The Web is becoming more and more local. Newspapers should own the expertise of geo-localizing their content, displaying it that way within their mobile apps (or Web site) and then syndicating it to partners like Foursquare. It’s core business.


5 thoughts on “Are Newspapers Outsourcing Core Features to Foursquare?

  1. Hear hear Seb! Well said. Newspapers have always been a permission-based local medium. Maybe this is why the small local papers seem to be doing better than the bigger nationals.

  2. Hey, Sebastien. Thanks for thinking this through. I’m involved with the Journal’s Foursquare implementation and agree with you completely. This is definitely something we could do with our own mobile apps and push to other social networks like Twitter that also have geolocation features. We’re doing it with Foursquare now as an experiment and because that’s the tool most readily available to us. But we’re also adding location-based structure to our New York articles on the backend so we’re ready to make use of that data on any platform where it makes sense.

  3. Um, no, not necessarily. You’re getting giddy here, thinking the mediuma is the message.

    Newspapers never bought factories and assembled delivery trucks to deliver newspapers — other companies make those trucks — and sometimes even delivery itself is outsourced, the trucks aren’t necessarily owned by the newspaper.

    So there’s no reason why an online news company has to go into the geolocation biz if FourSquare is already in that biz and they can be accessed.

    It would be a terrible shame if some of these news companies, already struggling, indulged in investing in various fads like “checking in” only to discover that it will fade.

  4. @Zach Bravo! In that light, your strategy makes complete sense. Learn, build quickly, iterate.

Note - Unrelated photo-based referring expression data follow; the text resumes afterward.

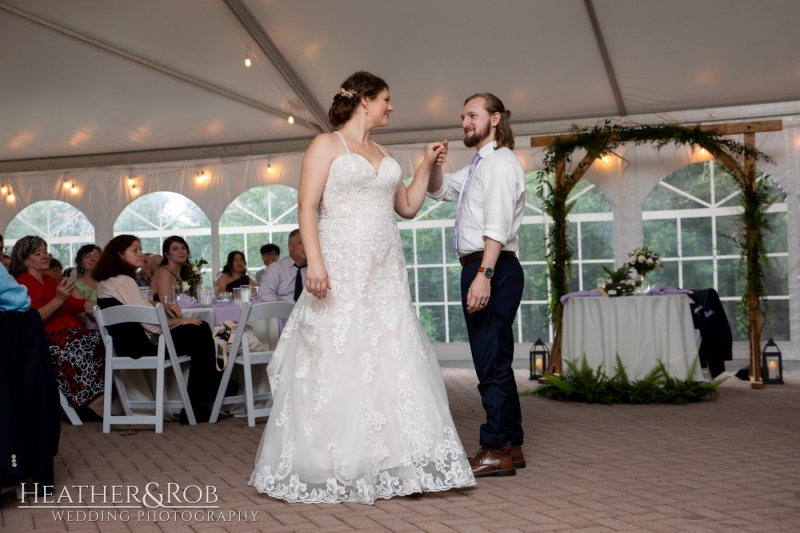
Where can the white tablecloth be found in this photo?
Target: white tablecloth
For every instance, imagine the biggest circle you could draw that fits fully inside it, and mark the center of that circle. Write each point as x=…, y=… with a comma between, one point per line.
x=642, y=330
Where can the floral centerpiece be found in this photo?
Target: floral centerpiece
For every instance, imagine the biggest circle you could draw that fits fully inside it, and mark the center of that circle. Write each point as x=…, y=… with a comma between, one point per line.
x=194, y=276
x=644, y=260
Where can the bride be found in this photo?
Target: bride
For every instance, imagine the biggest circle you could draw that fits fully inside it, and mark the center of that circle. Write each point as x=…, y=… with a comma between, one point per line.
x=360, y=410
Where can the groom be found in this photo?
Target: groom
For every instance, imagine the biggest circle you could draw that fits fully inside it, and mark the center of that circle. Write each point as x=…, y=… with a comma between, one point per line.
x=491, y=195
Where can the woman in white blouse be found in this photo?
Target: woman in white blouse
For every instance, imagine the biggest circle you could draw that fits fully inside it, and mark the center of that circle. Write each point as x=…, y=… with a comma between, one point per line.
x=116, y=273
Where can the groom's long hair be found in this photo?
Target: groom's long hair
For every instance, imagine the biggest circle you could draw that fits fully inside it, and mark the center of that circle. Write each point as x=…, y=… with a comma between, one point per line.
x=503, y=134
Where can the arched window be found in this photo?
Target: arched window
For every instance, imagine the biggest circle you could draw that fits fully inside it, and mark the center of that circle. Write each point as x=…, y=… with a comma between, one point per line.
x=256, y=217
x=434, y=272
x=63, y=226
x=689, y=217
x=156, y=216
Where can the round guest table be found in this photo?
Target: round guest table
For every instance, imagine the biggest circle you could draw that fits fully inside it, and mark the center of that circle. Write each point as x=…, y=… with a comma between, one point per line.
x=642, y=330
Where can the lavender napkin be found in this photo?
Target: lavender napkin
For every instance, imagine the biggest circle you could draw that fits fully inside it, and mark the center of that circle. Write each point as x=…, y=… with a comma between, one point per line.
x=659, y=290
x=580, y=294
x=186, y=302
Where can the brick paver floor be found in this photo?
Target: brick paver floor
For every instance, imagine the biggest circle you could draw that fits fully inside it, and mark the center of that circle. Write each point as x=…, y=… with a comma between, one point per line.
x=731, y=465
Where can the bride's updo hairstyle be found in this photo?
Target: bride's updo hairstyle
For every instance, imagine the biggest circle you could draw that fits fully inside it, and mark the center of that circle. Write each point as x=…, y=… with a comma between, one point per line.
x=361, y=84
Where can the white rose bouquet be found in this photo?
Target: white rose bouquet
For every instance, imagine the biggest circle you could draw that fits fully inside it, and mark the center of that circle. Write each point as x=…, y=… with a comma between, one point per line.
x=644, y=260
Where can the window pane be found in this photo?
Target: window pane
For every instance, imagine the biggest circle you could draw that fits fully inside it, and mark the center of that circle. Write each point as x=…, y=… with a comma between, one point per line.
x=727, y=277
x=532, y=242
x=597, y=240
x=431, y=284
x=429, y=246
x=432, y=319
x=412, y=285
x=696, y=237
x=458, y=328
x=667, y=276
x=592, y=271
x=535, y=282
x=535, y=323
x=661, y=236
x=698, y=274
x=454, y=284
x=726, y=233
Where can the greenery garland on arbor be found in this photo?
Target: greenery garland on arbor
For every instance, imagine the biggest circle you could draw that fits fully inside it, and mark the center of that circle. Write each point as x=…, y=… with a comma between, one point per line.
x=556, y=183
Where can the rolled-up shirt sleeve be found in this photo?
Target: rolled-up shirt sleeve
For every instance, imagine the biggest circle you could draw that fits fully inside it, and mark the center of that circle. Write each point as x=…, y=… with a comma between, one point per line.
x=451, y=186
x=501, y=191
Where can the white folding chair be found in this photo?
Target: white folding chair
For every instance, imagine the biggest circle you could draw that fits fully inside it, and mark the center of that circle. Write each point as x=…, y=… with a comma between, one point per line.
x=147, y=315
x=70, y=412
x=250, y=314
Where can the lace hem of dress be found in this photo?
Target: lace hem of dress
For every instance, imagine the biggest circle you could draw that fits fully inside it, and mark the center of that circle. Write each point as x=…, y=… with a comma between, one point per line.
x=359, y=490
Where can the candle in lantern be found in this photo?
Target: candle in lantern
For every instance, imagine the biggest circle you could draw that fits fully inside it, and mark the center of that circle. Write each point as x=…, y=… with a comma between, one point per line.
x=772, y=369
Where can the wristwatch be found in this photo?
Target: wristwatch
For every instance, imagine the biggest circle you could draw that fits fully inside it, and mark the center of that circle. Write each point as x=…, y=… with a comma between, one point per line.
x=488, y=272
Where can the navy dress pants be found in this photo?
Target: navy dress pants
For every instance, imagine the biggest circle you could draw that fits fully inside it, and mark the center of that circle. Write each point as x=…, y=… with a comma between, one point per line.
x=491, y=339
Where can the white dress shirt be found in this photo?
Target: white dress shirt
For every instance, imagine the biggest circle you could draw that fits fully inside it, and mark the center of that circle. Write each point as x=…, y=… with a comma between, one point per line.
x=277, y=285
x=260, y=274
x=494, y=201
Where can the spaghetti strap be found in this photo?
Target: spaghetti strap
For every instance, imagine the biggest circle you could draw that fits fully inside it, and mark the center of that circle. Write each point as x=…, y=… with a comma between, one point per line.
x=379, y=148
x=346, y=149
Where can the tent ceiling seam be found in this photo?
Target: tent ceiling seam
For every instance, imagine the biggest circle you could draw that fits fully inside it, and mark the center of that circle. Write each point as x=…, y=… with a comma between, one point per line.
x=262, y=39
x=156, y=66
x=601, y=43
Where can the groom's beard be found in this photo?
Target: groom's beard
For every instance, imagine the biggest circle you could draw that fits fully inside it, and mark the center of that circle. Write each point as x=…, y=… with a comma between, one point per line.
x=471, y=141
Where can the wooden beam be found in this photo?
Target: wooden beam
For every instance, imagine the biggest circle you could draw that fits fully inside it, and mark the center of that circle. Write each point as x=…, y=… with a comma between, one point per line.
x=730, y=128
x=601, y=44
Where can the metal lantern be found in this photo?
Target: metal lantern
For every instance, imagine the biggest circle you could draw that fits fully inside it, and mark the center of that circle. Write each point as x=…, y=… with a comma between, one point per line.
x=538, y=355
x=772, y=364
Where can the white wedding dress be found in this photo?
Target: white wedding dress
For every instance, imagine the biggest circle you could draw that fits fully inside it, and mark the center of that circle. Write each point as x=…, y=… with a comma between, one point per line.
x=360, y=409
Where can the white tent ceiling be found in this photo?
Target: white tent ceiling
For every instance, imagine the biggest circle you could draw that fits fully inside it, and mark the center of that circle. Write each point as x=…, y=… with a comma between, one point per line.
x=60, y=96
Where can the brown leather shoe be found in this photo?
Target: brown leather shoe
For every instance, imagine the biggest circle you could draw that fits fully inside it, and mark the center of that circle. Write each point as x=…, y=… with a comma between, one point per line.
x=516, y=456
x=492, y=462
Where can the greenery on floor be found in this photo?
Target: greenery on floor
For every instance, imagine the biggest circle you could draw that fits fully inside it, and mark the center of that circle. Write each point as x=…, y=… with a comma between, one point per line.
x=583, y=384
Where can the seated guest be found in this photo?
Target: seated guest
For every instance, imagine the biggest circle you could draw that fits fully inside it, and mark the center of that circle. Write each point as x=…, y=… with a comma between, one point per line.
x=286, y=277
x=172, y=268
x=269, y=254
x=234, y=273
x=54, y=269
x=145, y=274
x=115, y=273
x=78, y=353
x=85, y=260
x=13, y=296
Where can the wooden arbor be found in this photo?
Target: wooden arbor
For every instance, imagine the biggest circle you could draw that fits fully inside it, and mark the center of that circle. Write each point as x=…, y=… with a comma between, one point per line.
x=738, y=159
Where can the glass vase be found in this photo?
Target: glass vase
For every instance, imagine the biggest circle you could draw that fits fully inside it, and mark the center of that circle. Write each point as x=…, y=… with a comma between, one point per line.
x=642, y=284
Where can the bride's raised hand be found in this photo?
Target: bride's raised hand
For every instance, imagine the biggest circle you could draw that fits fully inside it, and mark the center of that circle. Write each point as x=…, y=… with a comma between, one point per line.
x=317, y=281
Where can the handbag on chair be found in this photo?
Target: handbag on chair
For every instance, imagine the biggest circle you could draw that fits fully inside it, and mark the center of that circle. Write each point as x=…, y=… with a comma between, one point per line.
x=223, y=339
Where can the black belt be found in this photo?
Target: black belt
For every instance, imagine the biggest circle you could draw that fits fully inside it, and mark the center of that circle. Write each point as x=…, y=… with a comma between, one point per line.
x=467, y=259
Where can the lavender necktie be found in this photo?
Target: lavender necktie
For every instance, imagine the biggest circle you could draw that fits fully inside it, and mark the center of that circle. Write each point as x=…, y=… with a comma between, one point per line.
x=475, y=161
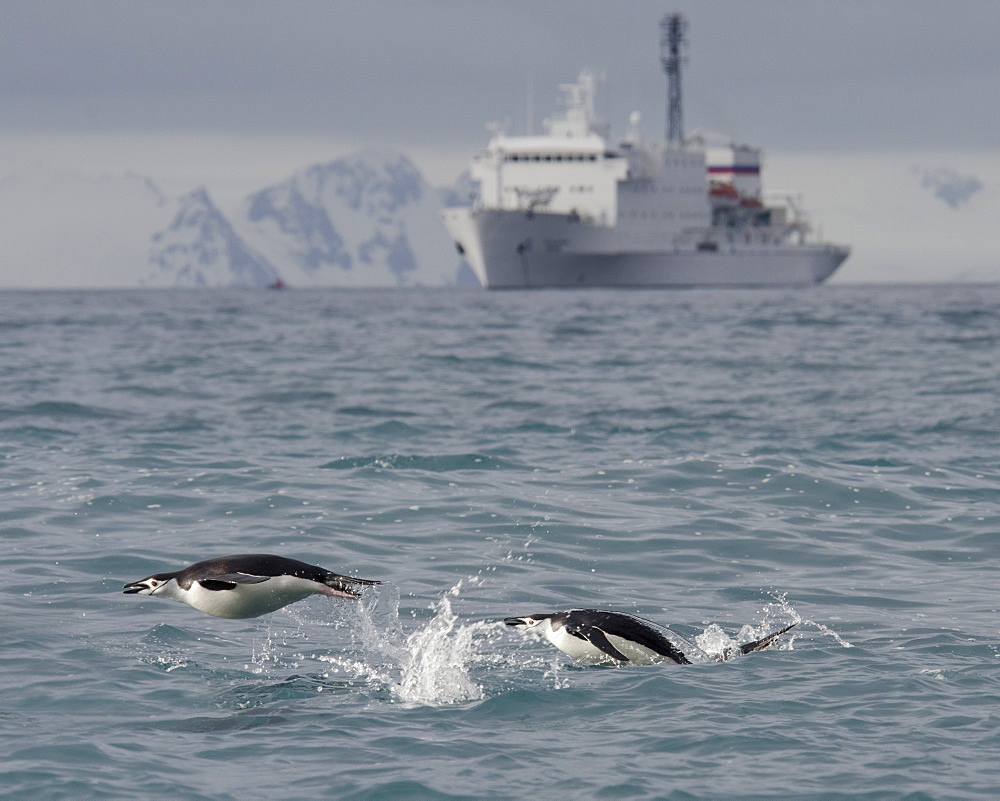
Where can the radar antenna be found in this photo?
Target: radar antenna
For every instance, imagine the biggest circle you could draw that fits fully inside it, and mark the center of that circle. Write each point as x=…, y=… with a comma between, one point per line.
x=673, y=27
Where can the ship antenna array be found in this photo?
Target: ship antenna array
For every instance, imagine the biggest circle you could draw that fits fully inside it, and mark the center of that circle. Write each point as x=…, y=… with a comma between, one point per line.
x=672, y=28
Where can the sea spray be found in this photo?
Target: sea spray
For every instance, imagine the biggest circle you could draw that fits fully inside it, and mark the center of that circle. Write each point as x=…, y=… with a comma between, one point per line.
x=436, y=670
x=430, y=666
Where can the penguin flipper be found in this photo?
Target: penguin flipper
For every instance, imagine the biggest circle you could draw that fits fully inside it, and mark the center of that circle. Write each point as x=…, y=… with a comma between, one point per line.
x=228, y=581
x=599, y=640
x=764, y=642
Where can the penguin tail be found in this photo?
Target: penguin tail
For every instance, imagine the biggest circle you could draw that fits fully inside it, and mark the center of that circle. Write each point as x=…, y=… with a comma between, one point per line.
x=764, y=642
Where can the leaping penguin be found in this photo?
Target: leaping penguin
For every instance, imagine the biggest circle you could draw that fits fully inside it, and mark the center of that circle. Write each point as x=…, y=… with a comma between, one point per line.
x=598, y=637
x=245, y=585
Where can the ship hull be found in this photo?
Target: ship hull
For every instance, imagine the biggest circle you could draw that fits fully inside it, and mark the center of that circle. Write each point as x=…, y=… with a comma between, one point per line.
x=518, y=250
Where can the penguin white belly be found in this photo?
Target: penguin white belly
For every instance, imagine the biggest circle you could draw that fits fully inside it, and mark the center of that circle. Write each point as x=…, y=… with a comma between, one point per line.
x=588, y=653
x=250, y=600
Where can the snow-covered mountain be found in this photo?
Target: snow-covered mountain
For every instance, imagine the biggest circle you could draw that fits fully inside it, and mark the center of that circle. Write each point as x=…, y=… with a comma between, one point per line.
x=201, y=248
x=366, y=220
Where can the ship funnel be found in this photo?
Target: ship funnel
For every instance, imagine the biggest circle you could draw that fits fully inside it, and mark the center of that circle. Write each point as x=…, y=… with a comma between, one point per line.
x=672, y=29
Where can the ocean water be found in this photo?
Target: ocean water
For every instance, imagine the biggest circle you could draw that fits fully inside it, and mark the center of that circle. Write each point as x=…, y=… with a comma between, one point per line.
x=720, y=462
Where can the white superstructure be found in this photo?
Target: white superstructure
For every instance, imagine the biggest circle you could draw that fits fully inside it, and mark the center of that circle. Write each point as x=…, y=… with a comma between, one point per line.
x=568, y=208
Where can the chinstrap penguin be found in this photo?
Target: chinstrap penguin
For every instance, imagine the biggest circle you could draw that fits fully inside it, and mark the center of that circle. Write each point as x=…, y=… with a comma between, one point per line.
x=246, y=585
x=599, y=637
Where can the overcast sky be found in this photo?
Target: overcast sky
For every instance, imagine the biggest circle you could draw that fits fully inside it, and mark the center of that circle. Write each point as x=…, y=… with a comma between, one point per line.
x=855, y=102
x=426, y=75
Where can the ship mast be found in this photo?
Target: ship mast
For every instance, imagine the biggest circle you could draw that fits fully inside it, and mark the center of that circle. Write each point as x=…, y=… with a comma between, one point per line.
x=673, y=27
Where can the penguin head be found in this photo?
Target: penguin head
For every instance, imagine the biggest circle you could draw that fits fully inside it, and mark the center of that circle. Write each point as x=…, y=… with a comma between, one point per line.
x=528, y=622
x=148, y=586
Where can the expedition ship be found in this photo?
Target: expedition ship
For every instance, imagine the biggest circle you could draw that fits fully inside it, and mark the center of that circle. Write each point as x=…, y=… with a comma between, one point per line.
x=570, y=209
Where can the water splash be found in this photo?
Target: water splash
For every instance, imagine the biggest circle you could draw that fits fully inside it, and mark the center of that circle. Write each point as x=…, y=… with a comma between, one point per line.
x=436, y=670
x=430, y=666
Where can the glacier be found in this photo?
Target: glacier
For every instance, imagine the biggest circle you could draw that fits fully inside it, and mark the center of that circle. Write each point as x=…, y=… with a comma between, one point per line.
x=366, y=220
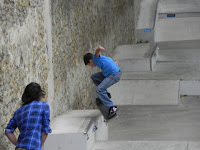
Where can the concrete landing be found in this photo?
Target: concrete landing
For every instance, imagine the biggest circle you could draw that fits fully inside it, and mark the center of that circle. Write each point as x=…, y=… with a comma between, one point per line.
x=77, y=130
x=147, y=145
x=134, y=57
x=173, y=6
x=158, y=123
x=177, y=29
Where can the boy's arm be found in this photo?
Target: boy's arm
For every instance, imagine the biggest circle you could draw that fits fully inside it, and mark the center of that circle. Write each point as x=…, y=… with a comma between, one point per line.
x=12, y=138
x=44, y=137
x=100, y=48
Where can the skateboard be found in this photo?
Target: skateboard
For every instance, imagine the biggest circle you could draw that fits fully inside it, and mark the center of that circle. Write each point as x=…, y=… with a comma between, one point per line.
x=104, y=110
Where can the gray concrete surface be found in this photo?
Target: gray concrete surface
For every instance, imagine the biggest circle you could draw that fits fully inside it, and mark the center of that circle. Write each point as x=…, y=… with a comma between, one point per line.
x=147, y=145
x=145, y=92
x=166, y=71
x=142, y=145
x=134, y=57
x=158, y=123
x=172, y=6
x=177, y=29
x=147, y=14
x=77, y=130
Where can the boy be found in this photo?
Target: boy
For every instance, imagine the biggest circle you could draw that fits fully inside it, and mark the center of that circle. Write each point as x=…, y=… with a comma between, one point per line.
x=110, y=75
x=32, y=120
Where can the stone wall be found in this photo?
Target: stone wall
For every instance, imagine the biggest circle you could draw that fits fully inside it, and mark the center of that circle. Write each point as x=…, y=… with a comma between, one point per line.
x=77, y=28
x=44, y=41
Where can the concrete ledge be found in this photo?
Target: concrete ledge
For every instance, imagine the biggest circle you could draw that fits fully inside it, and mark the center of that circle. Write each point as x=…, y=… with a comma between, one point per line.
x=147, y=145
x=145, y=92
x=177, y=29
x=190, y=87
x=134, y=57
x=77, y=130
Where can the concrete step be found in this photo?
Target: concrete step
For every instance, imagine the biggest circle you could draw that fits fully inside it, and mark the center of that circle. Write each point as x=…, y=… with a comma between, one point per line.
x=147, y=145
x=145, y=92
x=163, y=86
x=177, y=29
x=157, y=123
x=135, y=57
x=179, y=56
x=185, y=44
x=177, y=6
x=146, y=21
x=77, y=130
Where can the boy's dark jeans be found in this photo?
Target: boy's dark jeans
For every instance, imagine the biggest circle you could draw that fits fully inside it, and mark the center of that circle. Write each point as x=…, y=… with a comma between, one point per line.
x=103, y=83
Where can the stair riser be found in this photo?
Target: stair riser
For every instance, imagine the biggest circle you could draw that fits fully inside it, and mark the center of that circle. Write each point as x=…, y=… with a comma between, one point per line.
x=145, y=92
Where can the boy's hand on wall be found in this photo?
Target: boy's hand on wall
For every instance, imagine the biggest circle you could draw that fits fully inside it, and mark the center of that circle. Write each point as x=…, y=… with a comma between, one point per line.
x=117, y=62
x=100, y=48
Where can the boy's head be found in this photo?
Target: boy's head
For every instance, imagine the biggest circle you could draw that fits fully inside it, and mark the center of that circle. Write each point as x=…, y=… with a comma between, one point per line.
x=88, y=59
x=33, y=91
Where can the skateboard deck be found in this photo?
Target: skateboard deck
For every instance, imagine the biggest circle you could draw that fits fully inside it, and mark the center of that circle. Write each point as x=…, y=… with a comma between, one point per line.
x=104, y=110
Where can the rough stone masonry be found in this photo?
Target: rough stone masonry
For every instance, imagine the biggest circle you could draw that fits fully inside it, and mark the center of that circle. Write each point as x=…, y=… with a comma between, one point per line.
x=44, y=41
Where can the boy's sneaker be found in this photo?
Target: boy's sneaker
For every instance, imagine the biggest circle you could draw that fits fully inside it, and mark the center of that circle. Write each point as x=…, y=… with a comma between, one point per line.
x=109, y=95
x=113, y=109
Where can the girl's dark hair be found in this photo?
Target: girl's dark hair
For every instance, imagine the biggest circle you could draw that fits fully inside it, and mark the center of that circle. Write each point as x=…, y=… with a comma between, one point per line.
x=33, y=91
x=87, y=58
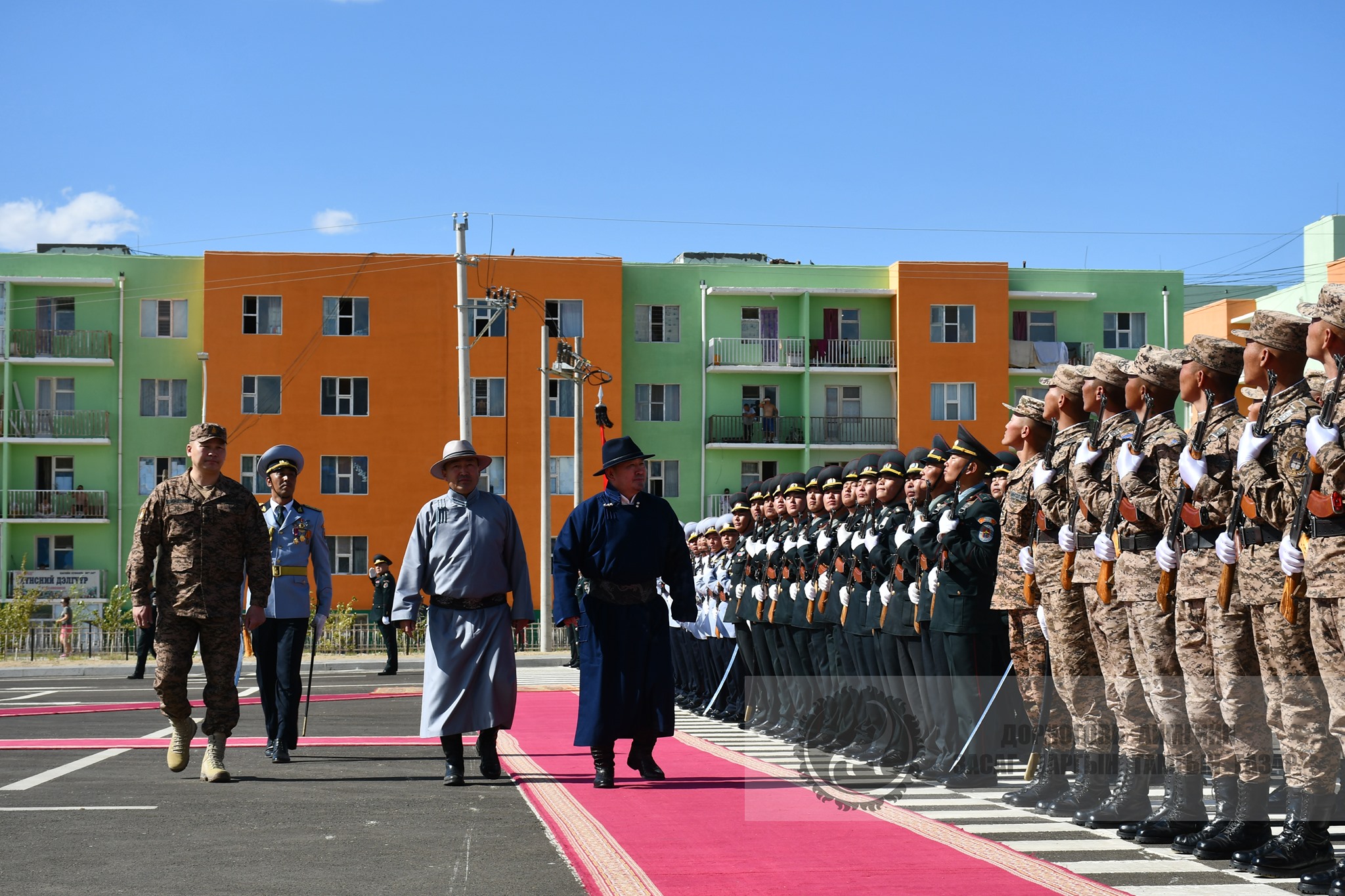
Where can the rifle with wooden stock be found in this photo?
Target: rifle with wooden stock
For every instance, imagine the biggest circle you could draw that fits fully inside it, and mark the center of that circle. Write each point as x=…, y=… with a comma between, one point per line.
x=1310, y=500
x=1166, y=581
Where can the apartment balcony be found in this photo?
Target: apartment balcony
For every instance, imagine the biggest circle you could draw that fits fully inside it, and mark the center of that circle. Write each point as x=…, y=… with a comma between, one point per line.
x=74, y=347
x=58, y=427
x=43, y=505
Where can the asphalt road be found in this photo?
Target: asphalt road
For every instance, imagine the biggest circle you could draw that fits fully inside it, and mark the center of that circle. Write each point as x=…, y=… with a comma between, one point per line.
x=332, y=821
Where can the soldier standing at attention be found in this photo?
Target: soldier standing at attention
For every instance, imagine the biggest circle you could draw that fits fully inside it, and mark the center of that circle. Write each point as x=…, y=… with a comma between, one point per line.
x=385, y=586
x=204, y=532
x=296, y=536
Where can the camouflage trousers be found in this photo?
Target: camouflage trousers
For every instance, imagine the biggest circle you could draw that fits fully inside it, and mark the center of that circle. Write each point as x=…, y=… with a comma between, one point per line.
x=1028, y=651
x=1074, y=656
x=1153, y=641
x=175, y=640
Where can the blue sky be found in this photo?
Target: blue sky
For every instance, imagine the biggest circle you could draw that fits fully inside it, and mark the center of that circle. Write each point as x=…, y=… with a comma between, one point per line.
x=165, y=123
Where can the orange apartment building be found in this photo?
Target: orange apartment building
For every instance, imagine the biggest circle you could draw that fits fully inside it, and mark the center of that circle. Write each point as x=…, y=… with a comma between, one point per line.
x=353, y=359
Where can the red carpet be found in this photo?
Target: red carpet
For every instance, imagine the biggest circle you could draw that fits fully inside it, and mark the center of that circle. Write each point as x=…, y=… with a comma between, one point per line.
x=698, y=830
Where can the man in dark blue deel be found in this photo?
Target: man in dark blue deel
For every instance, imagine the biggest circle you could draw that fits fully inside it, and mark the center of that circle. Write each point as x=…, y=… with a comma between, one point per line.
x=621, y=540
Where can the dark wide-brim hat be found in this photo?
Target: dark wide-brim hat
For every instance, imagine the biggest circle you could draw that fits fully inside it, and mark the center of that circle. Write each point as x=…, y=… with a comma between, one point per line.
x=621, y=450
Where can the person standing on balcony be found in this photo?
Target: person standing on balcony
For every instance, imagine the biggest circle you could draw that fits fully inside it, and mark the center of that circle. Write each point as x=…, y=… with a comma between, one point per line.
x=768, y=414
x=467, y=554
x=298, y=536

    @Prokofy I said media companies shouldn’t outsource core business functionalities to competing media. In this specific case, I’m talking about the geo-structuring of news information/data. I still think newspapers should partner with Foursquare to distribute their content (i.e. make their content available to new readers or current readers in a different context). For me, Foursquare is much more than just “check-ins” given that this is already a commodity (see ). If they execute properly, they could have a very nice geo-social network that includes merchants and consumers in the same ecosystem.